Tuesday 22 August 2017

Digitisation and reporting resolution

A couple of years ago James Goldie (UNSW) contacted me about an issue he found in HadISD relating to the reporting resolution of temperature and humidity information for stations in Australia.

In the HadISD, the data vary between single-degree, half-degree and 1/10th degree resolution.  However, variations between these can cause some interesting striations in derived quantities.

James has written up his work, with some cool animated plots at his blog

Wednesday 7 June 2017

High windspeed values

Thanks to Phil Jones (UEA) and colleagues for pointing out this issue.

There are a number of stations which have wind values of 88 m/s which also stands out as a repeating value (see Figure 1). 

Fig 1. Station 151080-99999 (Ceahlau Toaca, 46.983N, 25.950E, 1898.0m) showing the wind speeds and inhomogeneities (vertical lines).  The cluster of high values between 1991 and 2001 is clear (v2.0.1.2016f).
These may be the result of a mistyped missing data code in the original data.  It is also clear that this station may have rounding or conversion problems - we have not had the chance to investigate in detail so far.

The maximum wind speed used for the record check is 113.3m/s (derived from a maximum gust speed - https://wmo.asu.edu/content/world-maximum-surface-wind-gust), so this would not exclude these values.  The wind speeds are not passed through the distributional or frequent value checks as the shape of the distribution is not gaussian and to this point, these tests have been written assuming this shape.  Nor is the spike check applied.  Therefore, unfortunately, our QC suite is not (yet) clever enough at identifying these erroneous values.
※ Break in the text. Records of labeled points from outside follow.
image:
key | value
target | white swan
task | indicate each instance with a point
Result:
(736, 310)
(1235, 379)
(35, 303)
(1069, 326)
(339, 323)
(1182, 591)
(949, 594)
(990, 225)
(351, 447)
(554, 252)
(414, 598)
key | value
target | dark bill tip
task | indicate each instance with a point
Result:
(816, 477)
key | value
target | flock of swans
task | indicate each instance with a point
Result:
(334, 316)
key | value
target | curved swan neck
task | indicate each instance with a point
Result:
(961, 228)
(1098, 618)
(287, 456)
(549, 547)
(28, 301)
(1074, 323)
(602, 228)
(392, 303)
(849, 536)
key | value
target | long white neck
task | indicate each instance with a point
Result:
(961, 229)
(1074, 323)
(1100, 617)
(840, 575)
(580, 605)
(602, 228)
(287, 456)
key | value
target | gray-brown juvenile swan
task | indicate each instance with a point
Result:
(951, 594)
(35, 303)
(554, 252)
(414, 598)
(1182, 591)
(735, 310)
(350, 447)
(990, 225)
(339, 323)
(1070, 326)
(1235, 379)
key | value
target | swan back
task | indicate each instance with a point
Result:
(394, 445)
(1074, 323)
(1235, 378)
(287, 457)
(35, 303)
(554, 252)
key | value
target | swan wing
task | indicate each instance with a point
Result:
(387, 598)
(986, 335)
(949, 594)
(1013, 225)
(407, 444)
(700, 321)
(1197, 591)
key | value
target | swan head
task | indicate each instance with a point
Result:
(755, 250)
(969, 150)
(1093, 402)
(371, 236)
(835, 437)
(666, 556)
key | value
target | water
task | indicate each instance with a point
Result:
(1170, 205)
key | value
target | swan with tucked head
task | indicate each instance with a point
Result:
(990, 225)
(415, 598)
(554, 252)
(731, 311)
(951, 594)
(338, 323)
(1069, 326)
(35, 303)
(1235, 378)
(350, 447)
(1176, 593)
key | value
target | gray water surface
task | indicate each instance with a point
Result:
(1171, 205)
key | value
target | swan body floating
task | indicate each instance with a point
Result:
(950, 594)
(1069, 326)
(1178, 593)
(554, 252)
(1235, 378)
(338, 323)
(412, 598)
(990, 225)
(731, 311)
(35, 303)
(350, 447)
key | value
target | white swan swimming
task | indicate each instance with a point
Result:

At the current time we do not have a solution to these issues - we would rather make folks aware than try and implement a "quick fix" which causes issues elsewhere.  We will look into this during the course of this year and hope to roll out improvements to the wind QC in the next update.

The stations which have been noted as affected by repeated high values are:
151080-99999
156150-99999
156270-99999
228370-99999






Though others are noted to have one or a few high values.


Please do not hesitate to get in touch if you do spot any issues or would like more information on these.

Thursday 9 February 2017

HadISD v2.0.1.2016p

We have just released HadISD version 2.0.1.2016p.  All plots and files should be on the website.  Between the release of v2.0.0.2015p in September, there have been no updates to years in the past.  The ISD raw data were downloaded on 19th January 2017 and processed over the following days.  

The station selection was re-run, and so the station list has updated, with now 7877 stations present in this version.  There have also been some minor changes to the quality control tests (affecting wind measurements) outlined below.  A file indicating which stations are new to HadISD and which are no longer included compared to v2.0.0 is available.

As a result of requests from users, in this version we have passed the wind speed observations through the spike check, and also the wind direction observations through the repeated values (streak) check.

The threshold values used to activate flagging in the spike check are calculated from the properties of the data themselves, using the distribution of differences between one observation and the next.

For the streak check, although the parameters are calculated using the distribution of repeated values, these are only used to flag values if they are less than the defaults used in HadISD versions 1.0.x.  We ensure that no calm periods are assessed when applying the streak check.  The default values depend on the resolution of the wind direction and are in the table below (see Table 4 in Dunn et al, 2012 for more information).

Wind Direction Streak Check
Resolution
(degrees)
Repeated Streak (h) Repeated Streak (d) Repeated Hours Repeated Days
90 120 28 28 10
45 96 28 28 10
22 72 21 21 7
10 48 14 14 7
1 24 7 14 5



However if you find something strange, do let us know using the contact details on the HadISD website.  Please note the stations which are known to have issues are documented on this blog and on the website.

The quality control code used in this version will be uploaded to the github repository in the coming days.